A 3.0-liter twin-turbo, mid-engined V6 provides the internal-combustion part of the equation, and the combined power output between the petrol engine and the electric motor is 671 horsepower and 530 lb-ft of torque. On its own, the V6 puts out 577 horsepower and 431 lb-ft of torque.
That power gets to the rear wheels via a dual-clutch eight-speed automatic transmission and electronic rear differential, which McLaren says is a first for the company. There’s no reverse gear, by the way — the electric motor just spins the other way when the driver needs to back up.
Other key specs include a 7.4 kWh battery, approximately 18 miles of electric-only driving range, 93 horsepower from the electric motor, a claimed 0-62 mph time of three seconds, and fuel economy of more than 50 mpg. The claimed top speed is 205 mph, and the Artura isn’t just a hybrid, but a plug-in hybrid.
Even the well-heeled worry about repairs, so McLaren has given this car a five-year vehicle warranty and added on a six-year battery warranty and 10-year body warranty.
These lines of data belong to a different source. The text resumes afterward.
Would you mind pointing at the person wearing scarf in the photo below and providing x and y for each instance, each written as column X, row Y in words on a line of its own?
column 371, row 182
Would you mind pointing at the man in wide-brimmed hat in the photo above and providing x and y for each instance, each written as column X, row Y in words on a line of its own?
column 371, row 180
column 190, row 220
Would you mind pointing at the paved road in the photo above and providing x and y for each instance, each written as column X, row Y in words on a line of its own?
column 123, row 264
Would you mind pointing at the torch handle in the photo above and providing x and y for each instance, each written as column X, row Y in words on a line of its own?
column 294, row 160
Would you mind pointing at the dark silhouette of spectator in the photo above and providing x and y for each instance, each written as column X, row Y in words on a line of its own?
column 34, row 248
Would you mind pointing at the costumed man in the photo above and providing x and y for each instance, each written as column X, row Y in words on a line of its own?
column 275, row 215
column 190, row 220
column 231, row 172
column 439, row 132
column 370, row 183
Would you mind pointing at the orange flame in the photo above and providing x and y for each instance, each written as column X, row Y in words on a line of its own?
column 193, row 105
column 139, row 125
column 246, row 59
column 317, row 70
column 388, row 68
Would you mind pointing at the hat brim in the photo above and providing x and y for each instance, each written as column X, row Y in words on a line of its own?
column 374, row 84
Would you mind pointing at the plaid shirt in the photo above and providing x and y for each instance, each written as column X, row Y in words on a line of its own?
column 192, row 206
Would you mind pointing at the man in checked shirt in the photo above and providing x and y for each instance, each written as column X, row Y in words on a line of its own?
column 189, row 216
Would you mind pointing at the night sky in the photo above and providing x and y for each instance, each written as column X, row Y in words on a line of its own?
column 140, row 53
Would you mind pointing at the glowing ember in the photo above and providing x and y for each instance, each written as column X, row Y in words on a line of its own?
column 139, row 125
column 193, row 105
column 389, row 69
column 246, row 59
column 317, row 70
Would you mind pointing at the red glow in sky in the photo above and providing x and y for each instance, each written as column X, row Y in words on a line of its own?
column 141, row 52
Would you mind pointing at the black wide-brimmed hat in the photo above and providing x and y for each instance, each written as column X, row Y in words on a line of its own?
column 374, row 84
The company aims to achieve high-performance handling via an electro-hydraulic steering setup and damping control. Pirelli P Zero Corsa rubber will be fitted to the car.
Inside, the Artura offers a steering wheel that has controls for most key functions, meaning drivers should be able to keep their hands on the wheel. An 8-inch infotainment touchscreen will allow the driver to adjust the driver-assist systems, and smartphone mirroring (think Apple CarPlay/Android Auto) will be available.
There are four driver-selectable drive modes — electric-only (up to 18 miles), comfort, sport, and track. McLaren is also touting the top upper wishbone rear suspension, which has two lower links and a tie rod in front of the center of the wheel.
When it comes time to stop, carbon-ceramic rotors and all-aluminum calipers should do the trick nicely.
Buyers will be able to update their car’s software via over-the-air updates and in some markets, they’ll be able to track their ride if it’s stolen. Though one would think any McLaren would stick out in traffic, making quiet getaways difficult for thieves.
Pricing starts at $185,500 pounds or about 257,000 USD. Four trim packages will be available.